Base64 Encoder & Decoder
Encode or decode Base64 for data URLs, MIME attachments, and embedded blobs in JSON. Remember: Base64 is encoding, not encryption—anyone can reverse it.
File upload and download help you round-trip small binaries without a local CLI.
How to use
- Encode: Enter text and click Encode to Base64, or use "Choose file" to encode a file.
- Decode: Paste a Base64 string and click Decode to text, or Download as file for binary data.
- Use Share URL to create a link with your data (
?data=for text,?encoded=for Base64). - Use Copy to copy the result to the clipboard.
1What Base64 is actually doing
Base64 represents binary data using a small alphabet of letters, digits, and a couple of symbols so it can travel through systems that only handle text safely.
You will see it in data URLs, email MIME parts, certain authentication headers, and when APIs embed small images or certificates as strings.
- Encoding is not encryption: anyone can decode Base64, so never treat it as a way to hide sensitive information.
- URL-safe variants swap characters like + and / so values fit cleanly inside query strings and path segments.
2Practical workflows
Developers often decode a chunk from a log line to confirm it matches the original file, or encode a small binary blob to paste into a test harness.
When you work with files, prefer verifying the byte size and a checksum after round-tripping encode and decode to ensure nothing was corrupted in transit.
3Tips for fewer mistakes
Strip whitespace and line breaks from pasted strings if a decode fails—some copy sources add hidden characters.
If you are embedding in JSON, remember that JSON strings need escaping; decoding the inner Base64 first can make nested structures easier to read.
4Where Base64 appears in real systems
Email attachments use MIME encoding. JWT segments are Base64url. Some databases store small binaries as text columns. Data URLs embed images directly in HTML or CSS for icons and thumbnails.

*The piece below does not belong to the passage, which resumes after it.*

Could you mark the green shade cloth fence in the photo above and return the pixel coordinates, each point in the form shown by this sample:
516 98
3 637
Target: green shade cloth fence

When debugging, developers often copy a Base64 chunk from a log, decode it locally, and compare the result to the expected file hash.
5Padding, line breaks, and URL-safe variants
Standard Base64 may end with one or two `=` padding characters. URL-safe variants replace `+` and `/` so values survive query strings without extra escaping.
Pasted strings from PDFs or chat apps sometimes include line breaks every 76 characters; strip whitespace if decode fails unexpectedly.
6Quick checklist for Base64 workflows
Confirm whether padding characters are required for your target system. After decoding binary output, compare file size and a hash against the source when integrity matters.
- Remember encoding is not encryption.
- Strip line breaks from pasted strings if decode fails unexpectedly.
Examples
Encode plain text
The string "Hello" encodes to the value below (standard alphabet).
SGVsbG8=Decode to inspect
Paste an encoded header value from a log to see the underlying JSON or binary metadata.